There are two stand-out experiences from this trip; the visits to the residence of the South African ambassador and the Holocaust Museum. Ambassador Ephraim Rasool not only stood at the door with his wife Rasheida, personally welcoming each of us to his home, but spoke with passion, eloquence and clarity about Jewish-Muslim dialogue. Being a Muslim from South Africa where the relationship between Jews and Muslims is especially fraught, his words were particularly resonant: “With a purity of motive, a purity of intention…an honest dialogue can begin.” For that to happen he said: “We must start with an exploration of common values.” Essential to this process is not to allow the extremists to define our attitude to each other and importantly to divest ourselves of the pursuit and title of being the greatest victims. “There can be no conversation, only accusations between victims. Victims can’t make peace. They carry too many wounds.”
The path of dialogue and co-operation between Jews and Muslims is not an easy one, there are obstacles on both sides; militancy and suspicion abound. There is a lot of fear in our Jewish community about Muslim extremism. It is certainly not unfounded, after all the most common and brutal acts of extremism and terror across the world are carried out by young Islamic men. We cannot however allowfear to drive us and we dare not tar all Muslims with the same black brush. I hope that our shule will find the courage to engage in a twinning exercise with an Islamic community in Melbourne; I pray that we will find a willing partner.

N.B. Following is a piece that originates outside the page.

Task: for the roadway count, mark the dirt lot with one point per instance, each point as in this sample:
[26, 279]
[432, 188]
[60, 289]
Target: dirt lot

The Washington Holocaust Museum is a national museum, the official US memorial to the Shoah. It is adjacent to the National Mall aptly placed on Raoul Wallenberg Plaza. It is a place of generous austerity, impressive in its presentation, wrenching in its confronting pieces. It draws you into the darkness but it illuminates. However most illuminating for me on this day was being led through the Museum with a group of Muslim leaders and clerics. The response of Adli Jacobs will long remain with me: “I sacrificed my youth for the struggle against apartheid.” This struggle, he said, was against “the inability of people to be human” and this, he added. has “everything to do with being Jewish” for Judaism as this Museum illustrated, was about the struggle to remain human in an inhuman world. Adli added that he thought many Muslims simply failed to grasp the importance of the Shoah to the Jewish people.
We have a long way to go in building bridges between the Jewish and Muslim communities but I came back from Washington with a little more hope in my heart. The immemorial words of Martin Luther King Jr inscribed on the walls of the King Memorial in Washington stay with me:
“If we are to have peace on earth, our loyalties must become ecumenical rather than sectional, our loyalties must transcend our race, our tribe, our class, and our nation. And this means we must develop a world perspective.”